Dümen tutmaya olan hevesimi bilen rahmetli Şevki Kaptan dümeni teslim eder yanımda dururdu.
O yıllarda boğazda trafik tersti. Yani Marmara’dan Karadeniz’e çıkan gemiler Rumeli sahilini takiben seyir yaparlardı.
İstinye’ye gittiğimiz o gün makine telgrafına da kumanda etmiştim. Kimler vardı davlumbaz da geçmiş gün hatırlamıyorum ama otuz sekiz, otuz dokuz yıl sonra bile rahmetli Şevki Kaptan’ın beyaz saçlı güleç yüzü karşımda işte. Manevradan sonra makineye makine tamam işareti vurmama çok gülmüştü rahmetli.

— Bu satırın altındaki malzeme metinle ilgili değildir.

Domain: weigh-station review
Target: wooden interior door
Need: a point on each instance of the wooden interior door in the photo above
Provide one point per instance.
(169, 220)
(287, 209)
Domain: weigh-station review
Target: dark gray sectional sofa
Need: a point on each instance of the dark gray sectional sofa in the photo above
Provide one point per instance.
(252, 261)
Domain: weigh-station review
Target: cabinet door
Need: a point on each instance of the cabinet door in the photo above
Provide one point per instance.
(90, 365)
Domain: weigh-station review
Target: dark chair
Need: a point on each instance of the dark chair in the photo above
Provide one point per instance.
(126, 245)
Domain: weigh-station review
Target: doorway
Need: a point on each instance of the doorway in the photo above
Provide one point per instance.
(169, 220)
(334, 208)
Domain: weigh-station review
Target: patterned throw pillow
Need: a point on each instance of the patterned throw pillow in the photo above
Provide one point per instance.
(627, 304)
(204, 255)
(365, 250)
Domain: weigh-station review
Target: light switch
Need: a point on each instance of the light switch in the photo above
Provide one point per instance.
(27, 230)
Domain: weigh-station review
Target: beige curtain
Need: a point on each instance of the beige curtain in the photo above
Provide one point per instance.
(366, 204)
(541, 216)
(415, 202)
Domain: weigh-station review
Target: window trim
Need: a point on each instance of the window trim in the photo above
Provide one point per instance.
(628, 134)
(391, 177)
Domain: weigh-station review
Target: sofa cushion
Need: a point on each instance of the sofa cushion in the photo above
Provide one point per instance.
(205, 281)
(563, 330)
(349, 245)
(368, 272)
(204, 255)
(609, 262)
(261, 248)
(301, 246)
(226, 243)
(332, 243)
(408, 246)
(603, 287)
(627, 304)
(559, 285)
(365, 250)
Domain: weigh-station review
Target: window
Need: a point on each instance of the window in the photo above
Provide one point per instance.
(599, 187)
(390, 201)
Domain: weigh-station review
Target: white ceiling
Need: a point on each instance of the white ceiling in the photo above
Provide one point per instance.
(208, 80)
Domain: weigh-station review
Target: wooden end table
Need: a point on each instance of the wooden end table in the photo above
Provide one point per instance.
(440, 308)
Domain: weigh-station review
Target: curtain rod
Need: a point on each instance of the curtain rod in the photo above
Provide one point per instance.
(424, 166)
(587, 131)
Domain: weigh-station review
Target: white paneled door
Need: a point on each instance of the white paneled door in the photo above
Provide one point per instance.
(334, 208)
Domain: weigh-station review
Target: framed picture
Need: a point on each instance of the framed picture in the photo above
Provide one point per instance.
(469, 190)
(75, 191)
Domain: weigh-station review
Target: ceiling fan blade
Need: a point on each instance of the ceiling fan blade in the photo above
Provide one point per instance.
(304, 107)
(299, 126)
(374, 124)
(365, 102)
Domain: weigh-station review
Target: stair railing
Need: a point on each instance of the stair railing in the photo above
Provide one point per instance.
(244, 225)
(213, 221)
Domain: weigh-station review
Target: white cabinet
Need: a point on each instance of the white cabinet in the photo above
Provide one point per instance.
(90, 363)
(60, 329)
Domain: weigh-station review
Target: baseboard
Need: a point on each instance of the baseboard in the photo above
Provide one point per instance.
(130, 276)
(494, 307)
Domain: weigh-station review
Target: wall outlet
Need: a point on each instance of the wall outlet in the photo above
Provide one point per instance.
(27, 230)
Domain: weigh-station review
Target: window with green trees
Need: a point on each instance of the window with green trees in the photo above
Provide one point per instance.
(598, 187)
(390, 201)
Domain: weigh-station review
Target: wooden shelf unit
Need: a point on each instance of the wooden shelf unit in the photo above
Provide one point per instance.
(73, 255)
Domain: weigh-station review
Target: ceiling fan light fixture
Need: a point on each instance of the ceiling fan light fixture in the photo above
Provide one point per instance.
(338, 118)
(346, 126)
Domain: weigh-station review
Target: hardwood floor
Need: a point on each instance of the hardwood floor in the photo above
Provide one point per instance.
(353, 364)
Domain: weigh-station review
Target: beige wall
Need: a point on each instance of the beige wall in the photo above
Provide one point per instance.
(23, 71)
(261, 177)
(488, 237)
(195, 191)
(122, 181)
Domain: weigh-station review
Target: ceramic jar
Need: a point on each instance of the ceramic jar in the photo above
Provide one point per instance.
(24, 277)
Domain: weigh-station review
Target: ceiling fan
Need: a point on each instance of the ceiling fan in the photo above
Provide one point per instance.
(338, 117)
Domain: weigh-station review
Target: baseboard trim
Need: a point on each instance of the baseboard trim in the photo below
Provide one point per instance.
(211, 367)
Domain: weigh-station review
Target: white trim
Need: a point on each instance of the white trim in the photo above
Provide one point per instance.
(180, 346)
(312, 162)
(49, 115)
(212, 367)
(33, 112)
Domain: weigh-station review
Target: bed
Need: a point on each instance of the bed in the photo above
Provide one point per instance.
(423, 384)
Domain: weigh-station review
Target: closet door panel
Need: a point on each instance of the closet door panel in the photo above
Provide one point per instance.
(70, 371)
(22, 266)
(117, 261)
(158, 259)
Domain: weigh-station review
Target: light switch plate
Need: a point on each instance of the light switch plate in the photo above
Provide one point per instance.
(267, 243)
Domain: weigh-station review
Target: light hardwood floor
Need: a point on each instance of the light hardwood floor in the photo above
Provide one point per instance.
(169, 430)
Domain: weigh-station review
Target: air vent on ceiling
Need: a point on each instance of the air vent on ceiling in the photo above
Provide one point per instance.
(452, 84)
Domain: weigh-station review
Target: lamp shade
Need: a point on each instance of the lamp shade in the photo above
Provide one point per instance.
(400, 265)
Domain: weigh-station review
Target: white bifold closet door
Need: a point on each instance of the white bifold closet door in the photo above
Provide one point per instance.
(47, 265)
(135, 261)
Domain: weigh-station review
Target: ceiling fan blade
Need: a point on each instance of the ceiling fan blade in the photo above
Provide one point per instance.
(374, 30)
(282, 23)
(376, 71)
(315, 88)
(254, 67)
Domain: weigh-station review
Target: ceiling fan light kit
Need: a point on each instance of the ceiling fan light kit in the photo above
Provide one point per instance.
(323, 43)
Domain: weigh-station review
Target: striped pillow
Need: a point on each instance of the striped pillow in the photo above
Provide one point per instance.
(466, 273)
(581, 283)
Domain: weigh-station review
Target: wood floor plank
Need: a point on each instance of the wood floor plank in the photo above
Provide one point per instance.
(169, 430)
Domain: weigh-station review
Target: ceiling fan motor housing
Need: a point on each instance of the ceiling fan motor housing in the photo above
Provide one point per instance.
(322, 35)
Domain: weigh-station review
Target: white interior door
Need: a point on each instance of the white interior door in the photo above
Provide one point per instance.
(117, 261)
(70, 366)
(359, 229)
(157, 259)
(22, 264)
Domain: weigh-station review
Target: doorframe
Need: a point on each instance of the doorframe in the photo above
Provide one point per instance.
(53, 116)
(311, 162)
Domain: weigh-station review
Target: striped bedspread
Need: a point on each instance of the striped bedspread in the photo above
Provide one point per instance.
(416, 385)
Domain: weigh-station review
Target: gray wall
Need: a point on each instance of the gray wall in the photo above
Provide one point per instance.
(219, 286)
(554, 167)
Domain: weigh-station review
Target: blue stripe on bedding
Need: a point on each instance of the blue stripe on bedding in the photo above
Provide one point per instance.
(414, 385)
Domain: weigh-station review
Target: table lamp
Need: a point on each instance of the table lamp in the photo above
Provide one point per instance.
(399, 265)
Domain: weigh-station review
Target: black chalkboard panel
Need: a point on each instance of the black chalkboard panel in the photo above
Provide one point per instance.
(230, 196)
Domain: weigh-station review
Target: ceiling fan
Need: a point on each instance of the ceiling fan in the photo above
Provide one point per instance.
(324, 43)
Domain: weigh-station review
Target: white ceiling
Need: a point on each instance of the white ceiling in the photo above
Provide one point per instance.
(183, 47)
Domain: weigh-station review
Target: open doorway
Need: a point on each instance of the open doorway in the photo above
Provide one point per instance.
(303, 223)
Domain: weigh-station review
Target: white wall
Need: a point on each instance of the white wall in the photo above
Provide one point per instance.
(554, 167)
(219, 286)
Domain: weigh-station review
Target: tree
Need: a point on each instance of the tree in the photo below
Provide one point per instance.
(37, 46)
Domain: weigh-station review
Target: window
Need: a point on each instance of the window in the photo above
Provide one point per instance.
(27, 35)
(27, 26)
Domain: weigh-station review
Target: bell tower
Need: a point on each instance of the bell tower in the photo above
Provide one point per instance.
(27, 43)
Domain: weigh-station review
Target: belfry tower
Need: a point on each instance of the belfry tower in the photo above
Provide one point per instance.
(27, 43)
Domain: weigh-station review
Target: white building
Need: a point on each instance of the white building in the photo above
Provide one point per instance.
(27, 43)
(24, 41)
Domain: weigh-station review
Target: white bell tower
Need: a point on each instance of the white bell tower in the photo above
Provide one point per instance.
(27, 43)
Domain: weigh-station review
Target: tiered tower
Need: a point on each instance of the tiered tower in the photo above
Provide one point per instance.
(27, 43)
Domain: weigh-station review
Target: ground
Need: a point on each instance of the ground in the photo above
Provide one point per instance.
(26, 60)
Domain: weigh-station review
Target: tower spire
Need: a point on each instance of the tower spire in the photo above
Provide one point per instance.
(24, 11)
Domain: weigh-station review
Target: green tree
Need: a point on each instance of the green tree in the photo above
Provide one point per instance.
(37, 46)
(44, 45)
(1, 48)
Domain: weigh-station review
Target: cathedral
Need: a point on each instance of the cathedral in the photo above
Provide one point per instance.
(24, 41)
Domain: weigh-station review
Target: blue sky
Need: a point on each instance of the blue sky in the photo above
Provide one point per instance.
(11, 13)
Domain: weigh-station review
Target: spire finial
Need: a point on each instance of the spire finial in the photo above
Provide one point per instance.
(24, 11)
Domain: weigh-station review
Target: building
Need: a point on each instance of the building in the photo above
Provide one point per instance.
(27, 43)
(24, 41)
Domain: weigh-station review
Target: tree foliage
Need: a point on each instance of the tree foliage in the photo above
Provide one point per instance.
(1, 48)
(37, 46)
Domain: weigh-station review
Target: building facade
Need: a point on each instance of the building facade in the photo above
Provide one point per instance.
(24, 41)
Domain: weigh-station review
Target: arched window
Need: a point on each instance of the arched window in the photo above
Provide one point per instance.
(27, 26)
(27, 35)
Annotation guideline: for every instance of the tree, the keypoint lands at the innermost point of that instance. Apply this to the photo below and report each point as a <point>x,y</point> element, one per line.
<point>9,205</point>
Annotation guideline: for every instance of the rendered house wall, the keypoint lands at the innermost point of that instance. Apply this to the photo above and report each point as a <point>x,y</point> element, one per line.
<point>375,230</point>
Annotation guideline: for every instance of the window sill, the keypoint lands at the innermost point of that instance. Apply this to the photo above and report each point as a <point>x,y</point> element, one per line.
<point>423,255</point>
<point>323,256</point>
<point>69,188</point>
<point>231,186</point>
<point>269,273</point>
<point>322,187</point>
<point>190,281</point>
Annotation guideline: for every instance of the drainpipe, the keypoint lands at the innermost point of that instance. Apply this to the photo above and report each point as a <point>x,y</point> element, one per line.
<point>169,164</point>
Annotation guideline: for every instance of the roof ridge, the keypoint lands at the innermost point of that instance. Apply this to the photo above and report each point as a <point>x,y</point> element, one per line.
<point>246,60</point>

Sonra aradan yıllar geçti. Askere gittim. Üç yıl sonra tezkere alıp dönünce Deniz Nakliyatta çalışmaya başladım. İşletmeler ayrı olduğu için Tekirdağ römorkörüne binmek nasip olmadı bir daha da zaten bu arada evlenip Almanya’ya gittim ve Rein nehrinde ki kanal gemilerinde çalışmaya başladım. Unuttum bu eski dostu.
Sonra bir gün sayın Erol Ersan’la konuşurken gemi eskisi objeleri değiştirme konusu açıldı. Benden bir yığın malzeme talep etti. Muğla gemisinin isim levhasını verdim o da bana Cumhuriyet’in ilk yıllarından kalma kırmızı üzerine beyaz yazılı, mineli “Ortaköy Değirmeni’’ isimli sokak tabelasını ve Tekirdağ römorkörünün baca forsunu verdi.
Fors şu anda Gümüşyaka’daki yazlık evimin miyar güverte tabir ettiğim üçüncü kattaki terasımda bulunan barbekünün aynalığında eski günlerini yadederek Marmara’nın ufuklarını seyrediyor. Esasında Bakırköy’de ki veya Selimpaşa’da ki evimin duvarlarından birine monte etmeyi düşünmedim değil. Ama forsta olsa, denizden uzak bir odaya hapsedip büsbütün denizden ayrı kalmasına razı olamadım. Varsın bütün ömrünce olduğu gibi açık havada poyraz ve lodos fırtınalarına açık yerinde denize bakarak baki ömrünü tamamlasın ben gök gemisine gidene kadar sonra zaten bütün arkadaşları gibi tutacaktır eskicini yolunu.
Bir gün televizyonda bir film izledim. İsmi “Hanım” eşsiz sanatçı Yıldız Kenter Hanım’la Eşref Kolçak oynuyorlar baş rolde.
Yıldız Hanım, nesli inkiraz bulmuş bir İstanbul Hanımefendisi, yıllar öncesinden müdevver bir eski konakta oturmakta ve konağın buğune kadar bir elektrik kontağına kurban gitmemesine şaşırmaktadır. Koca konakta tek başına yaşayan ve ölümcül bir hastalığa duçar olduğunu bilen bu hanımın can yoldaşı,
biricik arkadaşı, kedisi “Hanım”a ölümünden sonra bakıp sahiplenecek bir kapı aramaktadır.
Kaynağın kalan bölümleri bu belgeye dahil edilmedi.